Fwd: 5-STABLE kernel build with icc broken

Wed Mar 30 23:18:13 PST 2005

On Wed, 30 Mar 2005, David Schultz wrote:

> On Wed, Mar 30, 2005, Peter Jeremy wrote:
>> On Tue, 2005-Mar-29 22:57:28 -0500, jason henson wrote:
>>> Later in that thread they discuss skipping the restore state to make
>>> things faster.  The minimum buffer size they say this will be good for
>>> is between 2-4k.  Does this make sense, or am I showing my ignorance?
>>>
>>> http://leaf.dragonflybsd.org/mailarchive/kernel/2004-04/msg00264.html
>>
>> Yes.  There are a variety of options for saving/restoring FPU state:
>> a) save FPU state on kernel entry
>> b) save FPU state on a context switch (or if the kernel wants the FPU)
>> c) only save FPU state if a different process (or the kernel) wants the FPU
>> 1) restore FPU on kernel exit
>> 2) restore FPU state if a process wants the FPU.
>>
>> a and 1 are the most obvious - that's the way the integer registers are
>> handled.
>>
>> I thought FreeBSD used to be c2 but it seems it has been changed to b2
>> since I looked last.

No, it always used b2.  I never got around to implementing c2.

Linux used to implement c2 on i386's, but I think it switched (to b2?) to
optimize (or at least simplify) the SMP case.

>> Based on the mail above, it looks like Dfly was changed from 1 to 2
>> (I'm not sure if it's 'a' or 'c' on save).

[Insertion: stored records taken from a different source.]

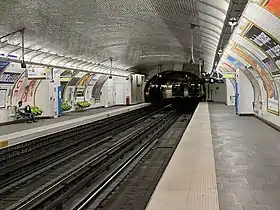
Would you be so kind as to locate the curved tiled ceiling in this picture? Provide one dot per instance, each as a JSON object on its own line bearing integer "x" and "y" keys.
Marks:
{"x": 82, "y": 33}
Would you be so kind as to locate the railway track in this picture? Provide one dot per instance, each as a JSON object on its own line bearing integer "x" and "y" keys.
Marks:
{"x": 22, "y": 160}
{"x": 50, "y": 185}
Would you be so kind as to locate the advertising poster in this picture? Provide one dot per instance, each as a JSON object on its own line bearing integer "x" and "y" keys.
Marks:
{"x": 3, "y": 65}
{"x": 270, "y": 87}
{"x": 28, "y": 94}
{"x": 82, "y": 84}
{"x": 266, "y": 43}
{"x": 9, "y": 77}
{"x": 96, "y": 91}
{"x": 273, "y": 6}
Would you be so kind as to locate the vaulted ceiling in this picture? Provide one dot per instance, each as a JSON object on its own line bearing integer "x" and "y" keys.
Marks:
{"x": 83, "y": 33}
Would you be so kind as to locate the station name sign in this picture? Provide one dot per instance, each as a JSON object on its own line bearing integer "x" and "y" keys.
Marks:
{"x": 264, "y": 41}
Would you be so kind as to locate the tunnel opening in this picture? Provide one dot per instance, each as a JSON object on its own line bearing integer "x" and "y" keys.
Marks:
{"x": 183, "y": 90}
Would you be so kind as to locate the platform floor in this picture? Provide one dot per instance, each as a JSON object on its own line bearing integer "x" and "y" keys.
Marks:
{"x": 223, "y": 162}
{"x": 189, "y": 181}
{"x": 19, "y": 133}
{"x": 247, "y": 157}
{"x": 7, "y": 129}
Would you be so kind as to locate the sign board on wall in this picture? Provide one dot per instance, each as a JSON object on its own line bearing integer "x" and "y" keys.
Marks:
{"x": 270, "y": 88}
{"x": 3, "y": 93}
{"x": 9, "y": 77}
{"x": 228, "y": 76}
{"x": 273, "y": 7}
{"x": 38, "y": 72}
{"x": 266, "y": 42}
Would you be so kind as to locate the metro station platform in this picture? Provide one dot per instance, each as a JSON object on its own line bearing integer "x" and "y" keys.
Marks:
{"x": 21, "y": 132}
{"x": 223, "y": 162}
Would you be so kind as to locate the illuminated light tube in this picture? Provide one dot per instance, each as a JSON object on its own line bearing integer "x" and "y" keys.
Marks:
{"x": 58, "y": 67}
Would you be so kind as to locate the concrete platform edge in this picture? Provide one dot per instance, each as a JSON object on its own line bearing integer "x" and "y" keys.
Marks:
{"x": 189, "y": 181}
{"x": 33, "y": 133}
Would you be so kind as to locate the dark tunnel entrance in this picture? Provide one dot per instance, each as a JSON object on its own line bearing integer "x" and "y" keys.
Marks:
{"x": 183, "y": 90}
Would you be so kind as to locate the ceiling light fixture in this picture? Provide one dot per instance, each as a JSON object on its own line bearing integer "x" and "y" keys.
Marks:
{"x": 233, "y": 22}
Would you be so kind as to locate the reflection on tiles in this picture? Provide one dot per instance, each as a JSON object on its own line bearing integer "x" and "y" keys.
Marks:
{"x": 247, "y": 157}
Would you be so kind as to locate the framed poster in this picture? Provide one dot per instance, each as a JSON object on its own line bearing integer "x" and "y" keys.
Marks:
{"x": 266, "y": 43}
{"x": 3, "y": 93}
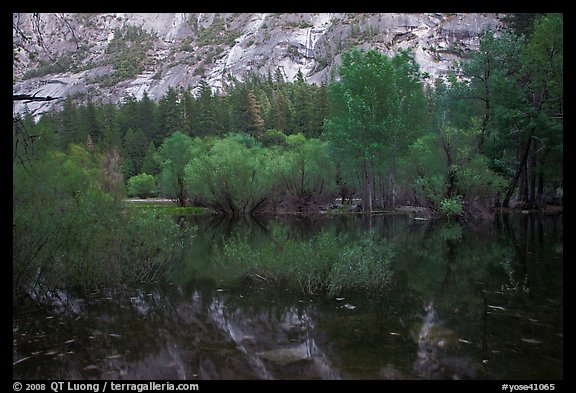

'a' seems to be too inefficient to ever use.  '1' makes sense if it
rarely happens and/or the kernel can often use the FPU more than once
per entry (which it probably shouldn't), but it gives complications
like the ones for SMP, especially in FreeBSD where the kernel can be
preempted.

Saving FP state as needed is simplest but can be slow.  My Athlon-with-
SSE-extensions pagecopy and pagezero routines use the FPU (XMM) but
their FP state save isn't slow because only 1 or 2 XMM registers needs
to be saved.  E.g., the saving part of sse_pagezero_for_some_athlons() is:

 	pushfl			# Also have to save %eflags.
 	cli			# Switch %eflags as needed to safely use FPU.
 	movl	%cr0,%eax	# Also have to save %cr0.
 	clts			# Switch %cr0 as needed to use FPU.
 	subl	$16,%esp	# Space to save some FP state.
 	movups	%xmm0,(%esp)	# Save some FP state.  Only this much needed.

>> On the i386 (and probably most other CPUs), you can place the FPU into
>> am "unavailable" state.  This means that any attempt to use it will
>> trigger a trap.  The kernel will then restore FPU state and return.
>> On a normal system call, if the FPU hasn't been used, the kernel will
>> see that it's still in an "unavailable" state and can avoid saving the
>> state.  (On an i386, "unavailable" state is achieved by either setting
>> CR0_TS or CR0_EM).  This means you avoid having to always restore FPU
>> state at the expense of an additional trap if the process actually
>> uses the FPU.

I remember that you (Peter) did extensive benchmarks of this.  I still
think fully lazy switching (c2) is the best general method.  Maybe FP
state should be loaded in advance based on FPU affinity.  It might be
good for CPU affinity to depend on FPU use (prfer not to switch
threads away from a CPU if they own that CPU via its FPU).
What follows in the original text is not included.